Lehi City asks Thanksgiving Point to rework area plan
In the spring of 1995, the Fox family sold their 400+ acre dairy farm in the northwest part of Lehi to WordPerfect co-founder Alan Ashton and his wife, Karen. It was conjectured that the Ashton family would carry on the dairy operation, but seven years later, Lehi City approved the area plan for Thanksgiving Point. This was a dream come true for the Ashtons. For visitors, the Planned Resort Community would create “wholesome family activities designed to educate, beautify and provide opportunities for learning and discovery in agriculture, horticulture, paleontology, shopping, dining, food preparation, animal life, the arts and recreation” (section of narration in area plan document).
Janys Hutchings, Lehi City Planning Commission member during the approval process of the Thanksgiving Point area plan said, “I remember thinking, ‘This is a great idea.’” Lehi City staff and the planning commission approved the Thanksgiving Point Resort Community (RC) designation in 2003.
According to the Lehi City planning manual, “a Resort Community is a cohesive and complimentary mixture of land uses, including commercial, residential, recreational, and/or business park. A Resort Community shall largely include facilities and venues that have a destination orientation and encourage use by tourists and visitors from outside the City. Uses should focus on services for tourists, visitors, and the local community.” (Lehi City Development Code page 28-1)
In a work session held by Lehi City staff and Lehi City Council on August 7, Mayor Mark Johnson brought to the attention of the Council a situation related to traffic issues at Thanksgiving Point. After many months of traffic research done by several entities commissioned by MAG, UDOT, Wasatch Regional Planning Commission and North County Transportation Committee, it was discovered that in the next several years a complete traffic failure will occur at Thanksgiving Point.
The news came after a proposed connector road from Mountain View Corridor through Porter Rockwell Drive, and Thanksgiving Point Golf Course, was voted down by Utah County mayors in the Mountainland Association of Governments, (MAG). Approximately 65 Lehi citizens from a residential area west of the golf course at Thanksgiving Point voiced opposition to the proposed road at a MAG meeting. With that vote, Lehi City lost 90% of the $9.1 million in MAG funds earmarked for the proposed road construction.
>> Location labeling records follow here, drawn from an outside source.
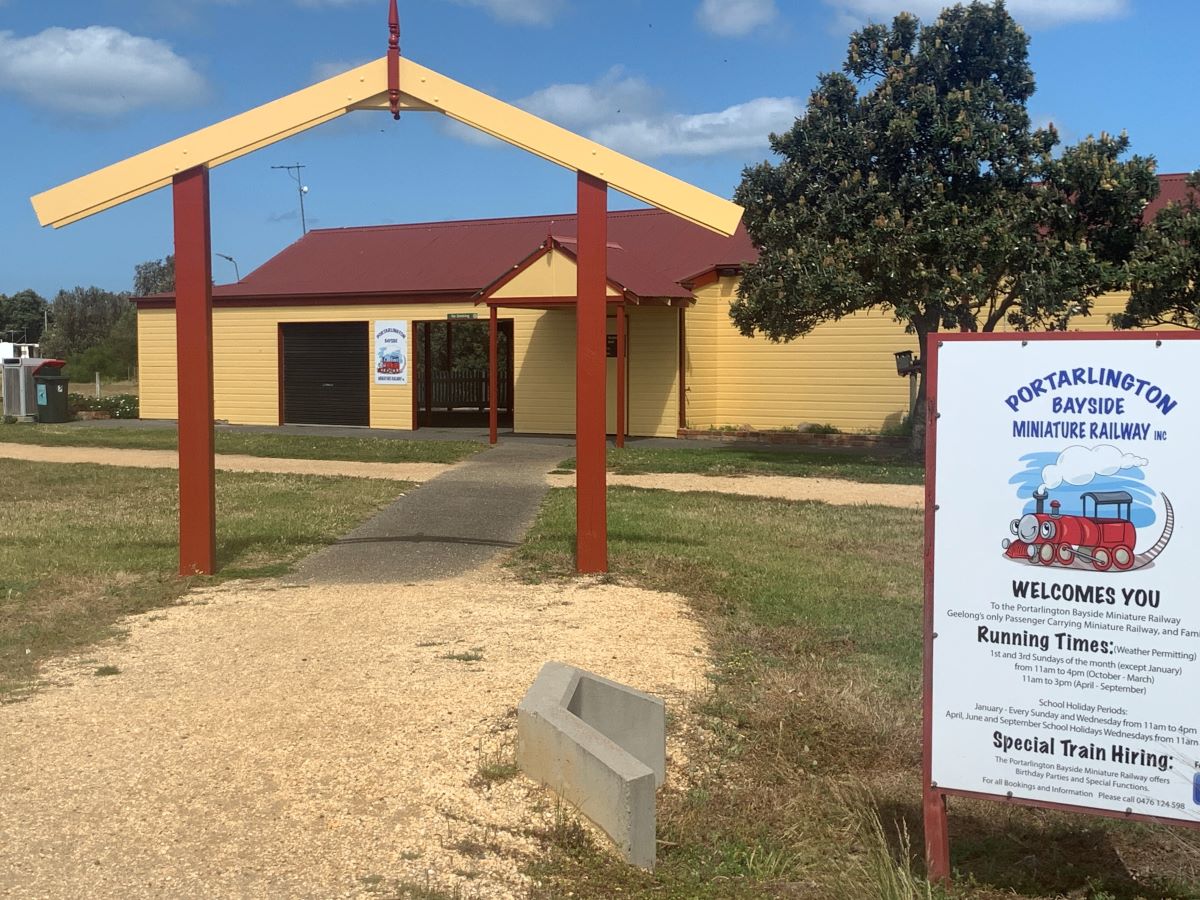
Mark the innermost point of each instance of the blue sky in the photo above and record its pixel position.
(691, 87)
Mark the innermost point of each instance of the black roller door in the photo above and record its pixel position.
(327, 373)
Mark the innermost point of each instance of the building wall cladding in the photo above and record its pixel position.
(246, 369)
(843, 373)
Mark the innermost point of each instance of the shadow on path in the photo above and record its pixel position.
(448, 526)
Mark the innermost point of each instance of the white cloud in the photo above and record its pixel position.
(586, 106)
(738, 129)
(1079, 465)
(625, 113)
(520, 12)
(736, 18)
(1033, 12)
(96, 72)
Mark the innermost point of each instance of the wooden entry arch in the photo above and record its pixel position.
(388, 84)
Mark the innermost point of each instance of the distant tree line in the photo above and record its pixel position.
(93, 329)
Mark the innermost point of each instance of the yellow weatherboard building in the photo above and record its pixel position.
(293, 340)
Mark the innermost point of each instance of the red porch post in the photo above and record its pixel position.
(621, 375)
(429, 372)
(193, 365)
(591, 315)
(493, 377)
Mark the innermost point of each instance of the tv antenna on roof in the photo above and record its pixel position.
(294, 172)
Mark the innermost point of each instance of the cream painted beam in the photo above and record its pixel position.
(210, 147)
(365, 88)
(559, 145)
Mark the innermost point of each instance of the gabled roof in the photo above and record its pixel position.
(366, 88)
(1173, 189)
(649, 253)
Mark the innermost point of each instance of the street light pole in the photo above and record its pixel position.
(301, 189)
(235, 271)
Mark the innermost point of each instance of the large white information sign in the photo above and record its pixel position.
(1066, 574)
(391, 352)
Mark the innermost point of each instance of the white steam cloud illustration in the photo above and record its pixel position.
(1079, 465)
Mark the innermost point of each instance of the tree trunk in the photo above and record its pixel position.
(918, 418)
(919, 421)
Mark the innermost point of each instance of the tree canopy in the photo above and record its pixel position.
(82, 318)
(155, 276)
(1164, 270)
(22, 316)
(916, 183)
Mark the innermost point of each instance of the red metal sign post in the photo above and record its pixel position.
(493, 377)
(591, 377)
(193, 348)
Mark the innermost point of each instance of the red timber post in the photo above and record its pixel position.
(621, 375)
(193, 366)
(591, 317)
(493, 377)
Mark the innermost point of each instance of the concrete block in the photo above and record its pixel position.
(601, 747)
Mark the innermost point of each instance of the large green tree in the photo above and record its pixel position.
(22, 316)
(1164, 271)
(82, 318)
(155, 276)
(916, 183)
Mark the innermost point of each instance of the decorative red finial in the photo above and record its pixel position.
(394, 59)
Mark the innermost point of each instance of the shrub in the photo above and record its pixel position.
(119, 406)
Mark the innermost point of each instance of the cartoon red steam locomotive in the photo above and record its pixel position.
(1056, 539)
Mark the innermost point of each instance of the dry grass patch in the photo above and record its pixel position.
(82, 546)
(804, 781)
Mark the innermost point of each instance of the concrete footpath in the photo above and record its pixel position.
(451, 526)
(225, 462)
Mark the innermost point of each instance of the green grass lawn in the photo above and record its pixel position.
(807, 780)
(83, 545)
(288, 447)
(730, 461)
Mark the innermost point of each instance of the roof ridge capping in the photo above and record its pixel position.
(493, 221)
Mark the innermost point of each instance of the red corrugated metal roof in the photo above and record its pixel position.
(1173, 189)
(649, 252)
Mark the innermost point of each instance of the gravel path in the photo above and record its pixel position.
(226, 462)
(270, 741)
(786, 487)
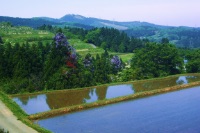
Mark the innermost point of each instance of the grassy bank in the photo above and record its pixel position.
(110, 101)
(105, 85)
(20, 114)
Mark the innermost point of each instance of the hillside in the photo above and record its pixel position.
(181, 36)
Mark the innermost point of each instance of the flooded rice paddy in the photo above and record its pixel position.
(44, 102)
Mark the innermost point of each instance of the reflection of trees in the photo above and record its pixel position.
(73, 97)
(25, 99)
(67, 98)
(101, 92)
(154, 84)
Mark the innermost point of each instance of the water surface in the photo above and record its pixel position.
(45, 102)
(174, 112)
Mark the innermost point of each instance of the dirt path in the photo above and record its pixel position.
(9, 122)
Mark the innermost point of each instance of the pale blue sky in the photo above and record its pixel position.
(164, 12)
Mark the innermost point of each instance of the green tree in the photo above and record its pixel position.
(157, 60)
(193, 65)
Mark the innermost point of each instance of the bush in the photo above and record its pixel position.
(3, 131)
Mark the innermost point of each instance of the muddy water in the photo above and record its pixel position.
(174, 112)
(44, 102)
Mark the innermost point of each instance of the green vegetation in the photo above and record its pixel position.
(108, 101)
(157, 60)
(3, 131)
(22, 35)
(19, 113)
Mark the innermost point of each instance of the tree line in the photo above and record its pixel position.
(36, 67)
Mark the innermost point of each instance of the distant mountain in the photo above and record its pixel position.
(30, 22)
(181, 36)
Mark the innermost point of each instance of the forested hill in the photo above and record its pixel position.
(188, 37)
(30, 22)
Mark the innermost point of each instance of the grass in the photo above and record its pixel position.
(20, 114)
(24, 34)
(109, 101)
(3, 131)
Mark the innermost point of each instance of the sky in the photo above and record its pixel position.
(162, 12)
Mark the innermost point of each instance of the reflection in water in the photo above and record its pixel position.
(119, 90)
(174, 112)
(32, 104)
(93, 96)
(59, 99)
(184, 79)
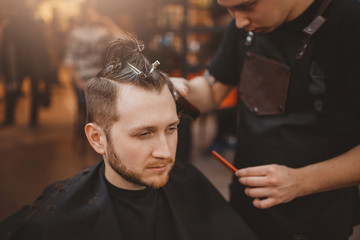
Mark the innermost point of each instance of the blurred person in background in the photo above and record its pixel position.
(84, 54)
(24, 54)
(138, 190)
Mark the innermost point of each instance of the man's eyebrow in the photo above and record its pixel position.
(149, 127)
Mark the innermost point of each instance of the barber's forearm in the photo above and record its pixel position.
(341, 171)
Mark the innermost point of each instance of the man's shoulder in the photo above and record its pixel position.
(58, 203)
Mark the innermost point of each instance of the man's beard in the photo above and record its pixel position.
(132, 176)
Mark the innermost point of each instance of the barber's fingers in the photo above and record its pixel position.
(254, 181)
(257, 171)
(264, 203)
(260, 192)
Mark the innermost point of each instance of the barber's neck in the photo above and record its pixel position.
(298, 8)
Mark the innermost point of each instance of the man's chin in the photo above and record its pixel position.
(157, 182)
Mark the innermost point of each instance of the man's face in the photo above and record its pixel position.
(141, 146)
(259, 15)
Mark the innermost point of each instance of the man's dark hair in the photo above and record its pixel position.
(124, 64)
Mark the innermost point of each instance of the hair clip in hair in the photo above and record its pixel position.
(140, 47)
(137, 71)
(154, 66)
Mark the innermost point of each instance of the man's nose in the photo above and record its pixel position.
(241, 20)
(162, 148)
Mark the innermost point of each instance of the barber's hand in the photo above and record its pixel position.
(270, 185)
(180, 84)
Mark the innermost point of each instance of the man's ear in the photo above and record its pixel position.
(96, 137)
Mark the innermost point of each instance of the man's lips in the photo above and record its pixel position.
(159, 167)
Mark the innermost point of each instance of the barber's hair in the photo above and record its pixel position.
(124, 64)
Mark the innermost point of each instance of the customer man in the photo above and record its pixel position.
(131, 194)
(296, 63)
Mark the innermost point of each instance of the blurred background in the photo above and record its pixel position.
(49, 48)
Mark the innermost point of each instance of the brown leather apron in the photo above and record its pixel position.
(264, 82)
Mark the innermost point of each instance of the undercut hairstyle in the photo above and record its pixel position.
(125, 64)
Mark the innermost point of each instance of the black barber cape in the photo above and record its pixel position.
(82, 207)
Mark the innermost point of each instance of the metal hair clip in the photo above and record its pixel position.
(137, 71)
(154, 66)
(140, 47)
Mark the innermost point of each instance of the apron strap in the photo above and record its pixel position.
(312, 28)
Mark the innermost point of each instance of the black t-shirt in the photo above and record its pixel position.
(143, 214)
(321, 118)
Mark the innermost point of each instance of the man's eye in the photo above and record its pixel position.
(172, 129)
(143, 134)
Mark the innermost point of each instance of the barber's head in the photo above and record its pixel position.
(132, 118)
(264, 15)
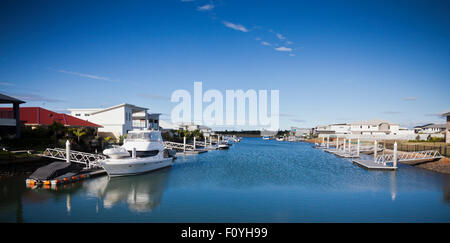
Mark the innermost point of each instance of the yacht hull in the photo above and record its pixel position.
(124, 167)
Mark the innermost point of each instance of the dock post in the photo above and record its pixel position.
(67, 151)
(395, 154)
(357, 148)
(350, 146)
(375, 150)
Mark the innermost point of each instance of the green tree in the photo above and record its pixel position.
(79, 132)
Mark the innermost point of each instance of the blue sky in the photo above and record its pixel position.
(332, 61)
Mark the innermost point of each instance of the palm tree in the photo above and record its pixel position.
(79, 132)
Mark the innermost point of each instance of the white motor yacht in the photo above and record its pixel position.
(142, 151)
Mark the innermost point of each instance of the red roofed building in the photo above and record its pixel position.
(37, 116)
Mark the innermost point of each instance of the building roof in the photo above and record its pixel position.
(374, 122)
(442, 126)
(99, 110)
(4, 99)
(422, 126)
(167, 125)
(41, 116)
(117, 106)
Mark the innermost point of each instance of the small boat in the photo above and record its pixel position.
(143, 151)
(223, 146)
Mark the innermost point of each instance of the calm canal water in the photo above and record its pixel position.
(255, 181)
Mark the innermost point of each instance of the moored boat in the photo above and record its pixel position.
(143, 151)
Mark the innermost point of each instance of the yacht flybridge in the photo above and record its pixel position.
(142, 151)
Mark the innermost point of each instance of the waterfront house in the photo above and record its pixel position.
(370, 129)
(38, 116)
(300, 132)
(190, 126)
(10, 119)
(375, 127)
(430, 128)
(338, 128)
(119, 119)
(447, 132)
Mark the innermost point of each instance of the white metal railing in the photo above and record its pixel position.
(408, 156)
(178, 145)
(88, 159)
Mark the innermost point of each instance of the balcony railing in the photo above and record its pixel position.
(6, 114)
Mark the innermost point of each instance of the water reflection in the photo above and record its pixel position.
(142, 193)
(393, 185)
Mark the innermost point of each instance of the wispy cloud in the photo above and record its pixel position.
(282, 48)
(392, 112)
(280, 36)
(238, 27)
(6, 84)
(436, 115)
(206, 7)
(154, 96)
(87, 75)
(298, 120)
(34, 97)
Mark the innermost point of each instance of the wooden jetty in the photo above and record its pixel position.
(371, 165)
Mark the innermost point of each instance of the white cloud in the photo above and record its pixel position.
(280, 36)
(282, 48)
(206, 7)
(6, 84)
(235, 26)
(86, 75)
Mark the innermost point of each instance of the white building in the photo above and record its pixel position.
(118, 120)
(340, 128)
(300, 132)
(373, 128)
(430, 128)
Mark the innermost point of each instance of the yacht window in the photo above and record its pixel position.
(155, 137)
(131, 136)
(147, 136)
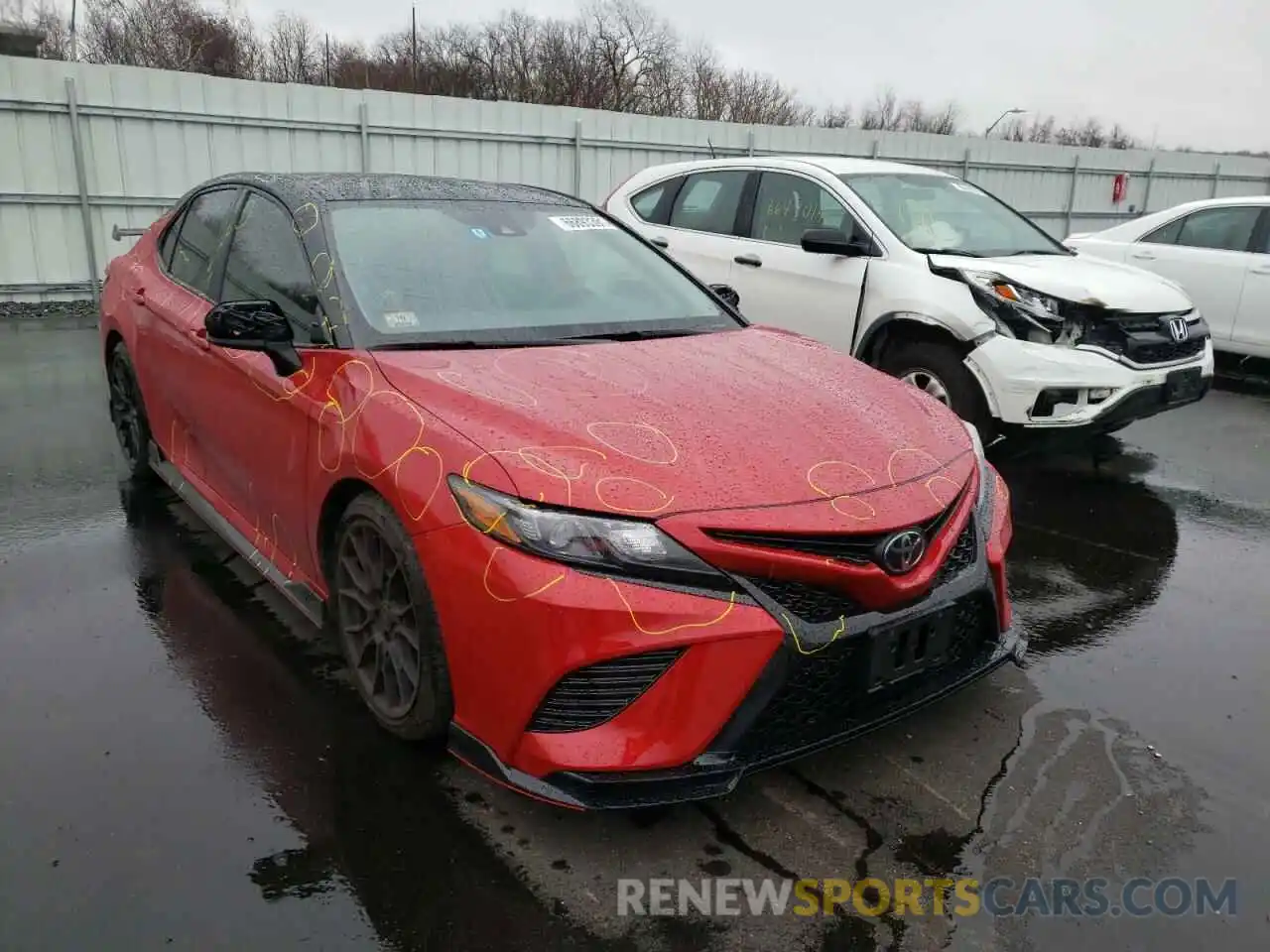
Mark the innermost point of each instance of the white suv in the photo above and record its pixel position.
(934, 281)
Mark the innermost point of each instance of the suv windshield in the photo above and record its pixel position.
(935, 213)
(475, 273)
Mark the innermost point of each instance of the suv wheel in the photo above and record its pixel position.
(939, 371)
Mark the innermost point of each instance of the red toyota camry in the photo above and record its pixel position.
(559, 503)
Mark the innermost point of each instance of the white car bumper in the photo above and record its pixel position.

“The research associated with traffic studies indicated frightening numbers,” said Mayor Mark Johnson in an interview on August 16 conducted by the Lehi Free Press. “That is 40% more traffic than anticipated. The studies showed there are 70,000 trips per day, 20,000 more than was planned,” continued Johnson. “We will not kick the can down the road. We can’t shut our eyes and think that some future administration will take care of it. New mistakes don’t take care of old mistakes.”
“Thanksgiving Point is overbuilt,” Johnson told Lehi City Council members. “Residential [development]was planned for 358,000 square feet. It is now 990,000 sq. feet. Commercial and office has flipped. They are way over [planned square footage] in office space,” added Johnson.
Hutchings, in looking back said, “The concept of Thanksgiving Point has gradually changed. We maybe were idealistic in how it would all work out. I know the City has wanted the development to be successful and who would have anticipated what has happened in the area in the last 15 years?”
In the LFP interview, Johnson said, “Density and traffic are the big problems at Thanksgiving Point. We will work with all entities to solve this situation. We have instructed Thanksgiving Point to re-do their area plan. We will work in good faith and move forward on the correct path,” added Johnson.